09 Prove : Assignment
Apriori Experimenting
Objective
Be able to use Association Rule Mining to discover rules from unlabeled data.
Instructions
For this assignment you will not be implementing the Apriori algorithm, but rather, will be using an existing implementation to discover rules in unlabeled data.
Please refer to your preparation reading for this week. We will be using the same dataset and algorithm that they walk through in their example.
You can obtain the dataset and algorithm in R by installing and using the "arules" package:
install.packages('arules');
library(arules);
data(Groceries);
Then use the apriori function to generate a set of rules as outlined in the reading.
Experiment Guidelines
Your assignment is to play around with this dataset using different parameters of the Apriori algorithm to identify the following:
The 5 rules you can find with the highest support
The 5 rules you can find with the highest confidence
The 5 rules you can find with the highest lift
The 5 rules you think are the most interesting
Note: Please keep in mind that if all you do is run the algorithm with one set of parameters and sort by these different columns you will NOT find the highest values for each one. You'll need to try different combinations to try to find even higher values.

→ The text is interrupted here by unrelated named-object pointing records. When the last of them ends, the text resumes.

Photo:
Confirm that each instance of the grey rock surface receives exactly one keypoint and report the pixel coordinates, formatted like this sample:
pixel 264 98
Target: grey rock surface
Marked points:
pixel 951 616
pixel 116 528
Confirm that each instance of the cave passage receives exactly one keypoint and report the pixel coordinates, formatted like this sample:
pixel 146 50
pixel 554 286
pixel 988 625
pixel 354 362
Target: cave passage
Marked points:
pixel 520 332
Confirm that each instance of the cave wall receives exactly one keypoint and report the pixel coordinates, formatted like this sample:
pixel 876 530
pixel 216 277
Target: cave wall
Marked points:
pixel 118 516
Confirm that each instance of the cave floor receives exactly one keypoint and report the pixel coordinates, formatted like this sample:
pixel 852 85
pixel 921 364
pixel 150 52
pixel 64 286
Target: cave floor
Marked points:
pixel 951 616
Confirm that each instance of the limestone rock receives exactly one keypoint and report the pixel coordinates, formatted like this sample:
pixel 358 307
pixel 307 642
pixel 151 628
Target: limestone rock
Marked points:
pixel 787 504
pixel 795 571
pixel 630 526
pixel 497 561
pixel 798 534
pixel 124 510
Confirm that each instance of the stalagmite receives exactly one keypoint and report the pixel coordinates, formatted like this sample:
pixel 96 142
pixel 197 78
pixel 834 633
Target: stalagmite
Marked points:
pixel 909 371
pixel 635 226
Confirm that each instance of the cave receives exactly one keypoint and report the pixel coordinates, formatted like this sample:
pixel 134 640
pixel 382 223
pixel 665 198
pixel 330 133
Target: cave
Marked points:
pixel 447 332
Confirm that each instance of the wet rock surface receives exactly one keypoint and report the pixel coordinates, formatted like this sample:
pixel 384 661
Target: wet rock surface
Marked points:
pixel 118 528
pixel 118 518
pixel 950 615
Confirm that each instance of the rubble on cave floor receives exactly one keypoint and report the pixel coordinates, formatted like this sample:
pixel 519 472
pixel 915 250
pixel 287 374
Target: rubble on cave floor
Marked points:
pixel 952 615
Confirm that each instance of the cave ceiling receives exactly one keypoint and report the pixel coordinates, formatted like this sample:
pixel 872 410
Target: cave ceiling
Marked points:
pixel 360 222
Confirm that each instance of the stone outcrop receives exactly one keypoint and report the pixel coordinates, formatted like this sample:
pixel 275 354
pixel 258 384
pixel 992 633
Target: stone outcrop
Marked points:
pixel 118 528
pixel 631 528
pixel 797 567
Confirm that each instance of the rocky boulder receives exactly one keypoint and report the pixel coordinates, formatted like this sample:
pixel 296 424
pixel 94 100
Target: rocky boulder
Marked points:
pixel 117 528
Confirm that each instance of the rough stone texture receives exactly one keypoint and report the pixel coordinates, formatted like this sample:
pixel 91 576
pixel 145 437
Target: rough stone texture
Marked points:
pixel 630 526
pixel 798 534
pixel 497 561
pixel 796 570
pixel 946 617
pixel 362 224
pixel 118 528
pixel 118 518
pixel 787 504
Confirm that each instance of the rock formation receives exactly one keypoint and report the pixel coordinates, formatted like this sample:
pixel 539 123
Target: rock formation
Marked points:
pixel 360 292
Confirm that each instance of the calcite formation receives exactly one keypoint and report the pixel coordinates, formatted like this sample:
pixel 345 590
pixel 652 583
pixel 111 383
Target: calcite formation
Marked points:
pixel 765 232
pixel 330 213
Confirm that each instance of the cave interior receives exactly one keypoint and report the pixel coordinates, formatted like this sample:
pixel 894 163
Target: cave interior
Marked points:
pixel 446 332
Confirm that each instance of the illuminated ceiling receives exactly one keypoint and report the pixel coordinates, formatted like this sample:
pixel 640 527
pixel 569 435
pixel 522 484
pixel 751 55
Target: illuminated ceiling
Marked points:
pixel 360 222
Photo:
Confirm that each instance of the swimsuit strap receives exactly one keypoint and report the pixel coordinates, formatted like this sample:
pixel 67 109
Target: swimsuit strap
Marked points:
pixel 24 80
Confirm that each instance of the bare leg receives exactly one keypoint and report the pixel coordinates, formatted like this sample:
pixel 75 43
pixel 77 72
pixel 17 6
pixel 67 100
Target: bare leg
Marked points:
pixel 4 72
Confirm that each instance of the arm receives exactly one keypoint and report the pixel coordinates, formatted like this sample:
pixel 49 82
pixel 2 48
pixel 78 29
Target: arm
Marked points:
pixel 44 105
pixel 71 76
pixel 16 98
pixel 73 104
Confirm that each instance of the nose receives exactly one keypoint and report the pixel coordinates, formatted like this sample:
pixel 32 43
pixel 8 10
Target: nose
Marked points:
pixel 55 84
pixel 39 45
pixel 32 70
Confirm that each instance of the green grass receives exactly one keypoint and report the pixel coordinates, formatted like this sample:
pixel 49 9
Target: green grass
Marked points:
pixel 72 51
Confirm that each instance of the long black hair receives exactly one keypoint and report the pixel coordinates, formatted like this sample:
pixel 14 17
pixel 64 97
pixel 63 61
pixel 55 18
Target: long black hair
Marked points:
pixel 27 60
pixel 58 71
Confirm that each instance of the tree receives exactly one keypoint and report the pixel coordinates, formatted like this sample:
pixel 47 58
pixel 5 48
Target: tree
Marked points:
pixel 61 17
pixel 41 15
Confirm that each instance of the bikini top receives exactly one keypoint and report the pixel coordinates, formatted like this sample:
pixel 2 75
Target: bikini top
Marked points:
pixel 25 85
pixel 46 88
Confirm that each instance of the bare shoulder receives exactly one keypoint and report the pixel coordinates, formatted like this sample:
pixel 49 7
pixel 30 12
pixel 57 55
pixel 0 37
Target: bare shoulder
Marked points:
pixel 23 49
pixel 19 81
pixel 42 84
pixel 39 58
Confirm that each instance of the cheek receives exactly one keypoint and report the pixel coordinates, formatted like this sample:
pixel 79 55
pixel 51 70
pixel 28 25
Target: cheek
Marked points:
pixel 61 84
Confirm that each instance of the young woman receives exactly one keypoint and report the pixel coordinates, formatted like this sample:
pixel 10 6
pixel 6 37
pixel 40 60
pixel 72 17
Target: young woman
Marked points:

For each of these rules, please list the rule along with its support, confidence, and lift, just as you can obtain them from R. For example:
{other vegetables, butter} => {whole milk} 0.01148958 0.5736041 2.244885
After this you are encouraged to go above and beyond these requirements to explore this dataset to a much deeper level, or explore association rules in other datasets.
Submission
When complete, fill out the submission form and upload it to I-Learn.